Elon Musk hopes Tesla will shift Earth's 'entire' energy infrastructure
“Master Plan Part 3 is all about achieving very large scale. In order to shift the entire energy infrastructure and transport infrastructure of Earth, there has to be a very high scale.”
When he isn’t trying to solidify and/or renege on plans to acquire social media platforms, Elon Musk likes to dream big — he’s even laid out those high hopes over the years via his ongoing “Tesla Master Plan.” Musk first introduced Phase One back in 2006, which he summed up in four key points:
- Build sports car.
- Use that money to build an affordable car.
- Use that money to build an even more affordable car.
- While doing above, also provide zero-emission electric power generation options.
So far he’s accomplished, well, one of those goals for sure, and another two-to-three depending on what your definition of the word “affordable” is. Phase Two, revealed in 2016, had equally lofty ambitions like “stunning solar roofs,” and self-driving auto software that would be “10X safer than manual.” Again, the results were mixed, to say the least. But!

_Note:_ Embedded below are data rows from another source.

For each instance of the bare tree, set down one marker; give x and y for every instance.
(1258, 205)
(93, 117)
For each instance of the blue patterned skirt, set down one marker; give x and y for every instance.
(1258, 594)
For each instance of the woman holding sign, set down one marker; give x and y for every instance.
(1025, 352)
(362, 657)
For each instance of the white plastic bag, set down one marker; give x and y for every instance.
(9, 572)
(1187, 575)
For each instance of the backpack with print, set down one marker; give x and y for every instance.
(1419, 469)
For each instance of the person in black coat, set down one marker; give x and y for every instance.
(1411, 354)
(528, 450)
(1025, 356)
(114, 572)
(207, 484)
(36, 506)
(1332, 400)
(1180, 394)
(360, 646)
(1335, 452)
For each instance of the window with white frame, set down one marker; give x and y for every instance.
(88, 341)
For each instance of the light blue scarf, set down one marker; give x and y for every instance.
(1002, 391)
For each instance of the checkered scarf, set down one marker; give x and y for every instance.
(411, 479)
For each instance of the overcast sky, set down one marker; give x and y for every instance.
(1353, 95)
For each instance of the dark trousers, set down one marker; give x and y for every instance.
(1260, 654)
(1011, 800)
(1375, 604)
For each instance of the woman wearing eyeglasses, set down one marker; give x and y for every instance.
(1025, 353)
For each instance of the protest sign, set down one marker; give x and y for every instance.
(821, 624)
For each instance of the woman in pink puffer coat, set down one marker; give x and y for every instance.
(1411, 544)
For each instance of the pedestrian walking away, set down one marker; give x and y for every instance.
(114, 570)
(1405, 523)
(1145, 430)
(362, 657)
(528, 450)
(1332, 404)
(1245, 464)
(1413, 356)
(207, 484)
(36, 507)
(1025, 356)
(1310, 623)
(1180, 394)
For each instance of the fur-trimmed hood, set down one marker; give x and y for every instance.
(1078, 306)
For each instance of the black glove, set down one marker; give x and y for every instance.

Maybe he’ll have better luck with his upcoming Phase Three, which Musk teased during a companywide meeting last night.
Scalability is the word of the day — From what little Musk explained during his discussion, it certainly sounds like he is still determined to expand Tesla into becoming a gargantuan, societal force of change. “Master Plan Part 3 is all about achieving very large scale,” he said, as first reported by Electrek. “In order to shift the entire energy infrastructure and transport infrastructure of earth, there has to be a very high scale.”
Musk offered a hypothetical scenario of 300 TWh “installed capacity” in EVs and battery packs, explaining that from there the company would need to work backwards to determine how to “achieve that tonnage from a mining and refining standpoint, but also do so in a sustainable way.”
Far more complicated than it sounds — Simply “expanding” Tesla’s global footprint in multiple energy areas sounds like a relatively straightforward goal, but like so many other Musk Plans, it will be much more difficult to make a reality than he claims. The high-energy batteries he talks about require the mining of rare earth minerals, a process that itself is currently extremely detrimental to the environment. To scale Tesla to the level Musk envisions implies a massive expansion of rare earth mineral mining operations — the feasibility of which is an entirely separate bag of worms. So, unless Phase Three includes some concrete solutions to that particular roadblock, results may be as spotty as Tesla’s first two plans.